EyeTalk

Left/Right Keyboard Choosing Screen
Left Keyboard
Right Keyboard
Camera Frame
Text Board

Inspiration

Millions of people with motor impairments (ALS, stroke, spinal cord injuries, temporary paralysis) lose access to a keyboard or speaking, the primary way we all communicate. We wanted a zero-cost, camera-only tool that lets anyone type and speak using just eye movements and blinks, no special hardware required.

What it does

Shows a large on-screen keyboard that auto-scans through keys.
You look left/right to choose a key group, then blink to select a letter.
Typed text appears on a “Board” area for easy reading.
Audio feedback confirms selections using ElevenLabs TTS (e.g., says the letter or “left/right”).
Works in real time with a standard webcam and runs fully on-device.

How we built it

Python + OpenCV for the camera pipeline and UI rendering.
dlib 68-point face landmarks to locate eye contours.
Custom blink detection (horizontal/vertical eye aspect ratio) and gaze ratio (iris segmentation + thresholding) to infer left/center/right glances.
A lightweight virtual keyboard rendered with OpenCV; timed scanning highlights the current key.
ElevenLabs v2 SDK for text-to-speech confirmations with byte-stream caching to keep it snappy.
Simple state machine for menus: select side → scan letters → blink to choose → speak/append to text.

Challenges we ran into

SDK changes: ElevenLabs’ modern client no longer exposes set_api_key/generate; we migrated to ElevenLabs(...).text_to_speech.convert and fixed audio playback imports.
Blink false positives from lighting and camera angles; tuned thresholds and added frame windows to stabilize.
macOS permissions for camera + Accessibility/Automation in later integrations.
Performance tradeoffs between detection robustness and frame rate on laptops.

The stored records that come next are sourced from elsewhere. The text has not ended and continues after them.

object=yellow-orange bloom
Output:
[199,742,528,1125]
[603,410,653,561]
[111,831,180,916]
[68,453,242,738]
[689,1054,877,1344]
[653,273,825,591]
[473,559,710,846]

Accomplishments that we're proud of

Fully hands-free typing + spoken feedback with only a webcam.
Robust blink detection that survives normal head motion.
Simple codebase that others can clone and run quickly.
Clear README and calibration tips to make it usable beyond the demo.

What we learned

Accessibility UX matters: bigger targets, consistent scan speed, audible confirmations, and forgiving thresholds dramatically reduce fatigue.
Vision heuristics (EAR/gaze ratios) can be surprisingly effective when tuned with good lighting.
Audio caching and short, distinct confirmations help maintain rhythm while typing by eye.